Kongolu Emmanuel Mudiay, Russell’a göre biraz daha kapalı kutu. Keza kolejde SMU’da oynamak üzere anlaşma yaptıktan sonra kararından vazgeçip Çin Ligi’ne giderek doğrudan profesyonel olmaya karar verdi. Aynı yöntemi daha önce Brandon Jennings İtalya’da Roma forması giyerek uygulamış, pek de başarılı olamamıştı. Von Wafer’ın yaklaşık 30 sayı ortalama yaptığı bir lig olduğu için Çin Ligi’nin kalitesi tartışılır ama yalnızca oyununa bakıldığında Mudiay sakatlanıp sezonu kapatana kadar gayet parlak göründü. Oyunu tamamen atletizm ve çabukluk üstüne kurulu. Ama ne çabukluk. Ayaklarının çabukluğu ve patlayıcı gücü dışında çok iyi top kontrolü olduğu için kontrol edilmesi hepten zor bir oyuncu haline geliyor. Açık alanda yakalanması imkansıza yakın bir isim. NBA’de 2000’lerin sonu itibariyle lige gelmeye başlayan über-atletik oyun kurucular modasının son temsilcisi olmaya aday. Şutunun zayıflığı ise oyunu hakkındaki en büyük problem.

Hücumda her iki ismin de oyun stilinin NBA’de başarılı olmuş örnekleri var. O seviyelere çıkmak elbette kolay bir iş değil ama iyi çalıştıkları sürece NBA’de kendilerine rahatlıkla önemli bir yer bulabilecek iki oyuncudan bahsediyoruz. D’Angelo Russell’ın daha risksiz olan isim olduğu söylenebilir. Ligde top paylaşımı ve şutun tarihte hiç olmadığı kadar önem kazandığı bir dönemden geçiyoruz. Üçlük denemeleri her sene yeni rekorlar kırıyor.

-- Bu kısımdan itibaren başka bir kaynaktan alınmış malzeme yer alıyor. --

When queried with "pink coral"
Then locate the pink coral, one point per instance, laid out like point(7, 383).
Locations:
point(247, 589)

D’Angelo Russell’ın temiz dış şutu ve sahayı iyi görüyor olması onu hem bireysel hem de takım içi oynayabilecek bir oyuncu yaptığından NBA’deki birçok takıma doğrudan uyumlu bir yapıya sahip. Şimdilik hakkındaki tek soru işareti bir numaralı pozisyonda uzun süreler aldığında iki numarada gösterdiği verimliliği gösterip gösteremeyeceği. Ama bunu yapamaması için hiçbir sebep yok, yetenekleri bir numaraya daha uygun. Emmanuel Mudiay’ın kariyerinin ilk dönemi ise muhtemelen hangi takıma gittiğiyle doğrudan ilintili olacak. Eğer tempo yapmasına izin veren, kontrolü ona veren ve oyun kurucusudan şut performansı aramayan bir takıma katılabilirse hemen büyük etki yaratan bir oyuncu olabilir. İki oyuncunun da olabilecek en yüksek düzeylerine ulaştığı bir durum düşünülürse Mudiay’ın daha iyi oyuncu olması muhtemel. Ama elbette potansiyel iyi bir NBA kariyerinin garantisi değil. Bulunduğu ortam ve gelişimi Mudiay’ın nasıl bir oyuncu olduğunu belirleyecek en büyük detay olduğu için takımları biraz korkutabilir.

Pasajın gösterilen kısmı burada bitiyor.